Second, the text is encoded as numbers using ASCII coding -- a system that had a measure of universality from the 1970s to the start of the 21st century. Other coding systems existed in the past, and others exist now. Julius Caesar would not have recognized ASCII, although he was familiar with manipulating text mathematically. ASCII is a 20th-century phenomenon. Moreover, ASCII is really only useful for English text, Which brings me to...

Third, the message is delivered in English only. English is widely spoken, but by no means universal.

Fourth, the binary digits are grouped into blocks of eight. This is a common thing to do when working on a computer, because memory comes in groups of eight binary digits (bytes). However, in the Penniston notebook, one of the digits in each group of eight is always a "0". ASCII coding only requires seven binary digits -- there are only 127 symbols, and 127 has the binary value "111 1111". But it's very wasteful in communications terms to use eight digits when only seven are required -- about 13% of the data sent is completely redundant.

Given that whomever encoded the message was prepared to waste one whole binary digit in every eight, it seems peculiar that the message has no punctuation, or even spacing. That can't be to improve transmission or storage efficiency -- as we've already seen that this isn't a consideration.

Sixth, geographical coordinates are represented using latitude and longitude, which is a highly particular way of coding a location. It relies on an understanding of where the Greenwich Meridian is, and that a degree is one 360th of a circle, among other things. Even among contemporary Western civilizations there's no exact agreement on the way in which latitude and longitude should be specified (because the Earth is, in fact, not a sphere). Would aliens understand these subtleties?

Finally, what about the year "8100"? Is that an AD/CE year? Or a Chinese year? Or something else? Different cultures use different calendars.

The reality is that the "message" in Mr Penniston's notebook is encoded in a way that was used in Western civilization with specific information technology at a particular point in time, using the English language. There's nothing universal about it, and the encoding is unreliable. I think that space aliens could do better.

So where does that leave us?

It's unusual that low-level concepts in communications and coding theory can be used to investigate claims of UFO phenomena; yet that seems to be the case here. All the evidence points to the conclusion that the notebook's binary data was created at about the same time it was presented to the public, in the same cultural context.
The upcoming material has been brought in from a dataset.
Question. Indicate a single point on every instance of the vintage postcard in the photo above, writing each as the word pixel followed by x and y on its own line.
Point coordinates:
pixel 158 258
Cynically, we might even conclude that the 8-digit groupings presented at the start of the binary data -- and not continued thereafter -- were to give a strong hint that ASCII coding was implied. The first few numbers are very obviously binary-coded ASCII, to anybody who does any low-level computer programming. However, it takes some effort -- not a huge amount, but some -- to decode the rest of the message, using the assumption of ASCII set up at the start. If it was too easy to decode, we might argue, it would look like an obvious hoax. When I first "decoded" the message, I have to confess to feeling a sense of satisfaction, like solving a moderately-difficult crossword puzzle.

Whether you have the math skills -- and the patience -- to decode the message, I think it's important that anybody who refers to this message as a piece of evidence related to the Rendelsham incident, have some understanding of how it was encoded. This, I think, is more telling than the content of the message itself.